On y est à quai face au bureau de la manifestation. Nous sommes impatient de voguer, mais il nous faut attendre le gasoil. Tôt le mardi matin, on fait le plein ; pas comme le tout a chacun qui va à la pompe, mais dans le cas présent, c’est un bateau fuel qui vient à nous. On fait un plein de 2000 Euros… Et on y go. Trois cent cinquante kilomètres à tenir en remontant le Danube jusqu’à Nuremberg, notre destination finale.
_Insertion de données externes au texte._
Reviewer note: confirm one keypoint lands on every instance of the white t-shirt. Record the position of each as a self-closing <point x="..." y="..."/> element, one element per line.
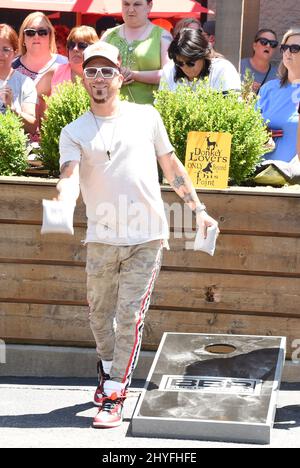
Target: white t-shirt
<point x="122" y="194"/>
<point x="223" y="76"/>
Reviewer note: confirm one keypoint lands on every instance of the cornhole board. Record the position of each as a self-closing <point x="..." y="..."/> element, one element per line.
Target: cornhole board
<point x="212" y="387"/>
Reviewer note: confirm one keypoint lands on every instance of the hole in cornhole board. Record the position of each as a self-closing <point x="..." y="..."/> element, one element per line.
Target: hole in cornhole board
<point x="220" y="349"/>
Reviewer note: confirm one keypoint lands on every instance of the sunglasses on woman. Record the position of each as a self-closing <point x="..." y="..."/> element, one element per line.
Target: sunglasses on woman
<point x="189" y="64"/>
<point x="6" y="50"/>
<point x="264" y="41"/>
<point x="91" y="73"/>
<point x="42" y="32"/>
<point x="294" y="48"/>
<point x="80" y="45"/>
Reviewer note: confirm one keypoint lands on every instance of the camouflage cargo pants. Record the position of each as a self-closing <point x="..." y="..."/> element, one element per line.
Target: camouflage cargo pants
<point x="120" y="281"/>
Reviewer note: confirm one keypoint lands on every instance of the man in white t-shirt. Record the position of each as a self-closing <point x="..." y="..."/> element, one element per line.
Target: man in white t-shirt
<point x="111" y="153"/>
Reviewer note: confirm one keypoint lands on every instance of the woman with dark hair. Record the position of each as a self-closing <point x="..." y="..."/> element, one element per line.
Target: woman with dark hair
<point x="279" y="99"/>
<point x="193" y="60"/>
<point x="264" y="46"/>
A bord, on fait peau neuve… Bateau lavé, javellisé dans tous les coins. Notre premier travail n’a donc rien à voir avec la musique ou les art sonores. On devient tous chefs nettoyeurs. Vincent, Philippe, Eve qui sont à bord depuis le début du voyage, mettent les deux mains à la pate. On repart à huit résidents, plus deux hommes d’équipage, dans un bateau « assaini ».

Au fur et a mesure que nous grimpons le fleuve, il se rétréci. Nous quittons L’Autriche, patrie du « Beau Danube Bleu » que composa en son temps Johann Strauss, pour franchir l’Allemagne… frontière invisible à nos yeux, mais dont prend fort déontologiquement conscience, Michel, notre capitaine, qui change le drapeau de proue aux profit des couleurs locales, alors que celui de poupe reste celui de l’origine de notre « Ange Gabriel », la Belgique.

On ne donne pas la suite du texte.